A great review of our pBone mini by the fantastic Dudley Bright – Principal Trombone of the London Symphony Orchestra and Professor of Trombone at the Royal Academy of Music.

One can be genuinely excited at the prospect of an alto version of the phenomenal plastic pbone. The possibilty of getting a trombone into even smaller hands can only be a good thing for the future health of the ‘boning community. Quite apart from the modest price ticket, it’s colour and size endears it to anyone, and the sight of really small people finding early steps towards taking the place of our ‘bone idols’ makes it a ‘must have’. As with its big brother, it is not a toy but a real trombone built almost entirely of high quality durable plastic.

Pitched in Eb a fourth higher than a tenor trombone, the slide positions are much shorter and thus can be reached by the shortest arms. With its small plastic mouthpiece, beginners can produce their first notes effortlessly with a sound that is full and even: if anything the response is better than the larger pbone, particularly in the low register. The slide is light and free although not especially quiet! One suspects this is inevitable with the combination of some kind of carbon fibre employed for the outer slide and brass stockings at the end of the inner slide. Although the company points out that lubrication is not necessary, it will be found that carefully applied slide cream and water will improve not only the action but also the sound quality, particularly in the low register, due to improved air tightness.

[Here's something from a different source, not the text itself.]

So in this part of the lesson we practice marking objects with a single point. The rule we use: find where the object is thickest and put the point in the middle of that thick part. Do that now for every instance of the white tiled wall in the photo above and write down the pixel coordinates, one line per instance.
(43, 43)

Although the pbone mini is unlikely to be totally indestructible (I didn’t try it) it will be more durable than a metal one would be in the featherlite black bag supplied. This little marvel would seem to be very similar in bore and bell size to the tenor pbone which probably explains the warm full sound and easy note production which is likely to encourage and maintain initial enthusiasm. The more discerning player will find that the sound is fairly even across the whole register and that the basic harmonics are quite well in tune (for an alto) and for you ‘bell-ticklers’ out there – yes, 3rd position is in the right place! I would say that for an already competent tenor trombonist it would serve extremely well as an inexpensive introduction to the alto trombone, but I suspect it may sound quite dull in a section of brassbones. Replacing the plastic mouthpiece with a stock Bach 7C or Wick 9BS improves things considerably. But as a soloist, the pbone mini sounds easy, pleasant and tuneful and that’s not to be sniffed at.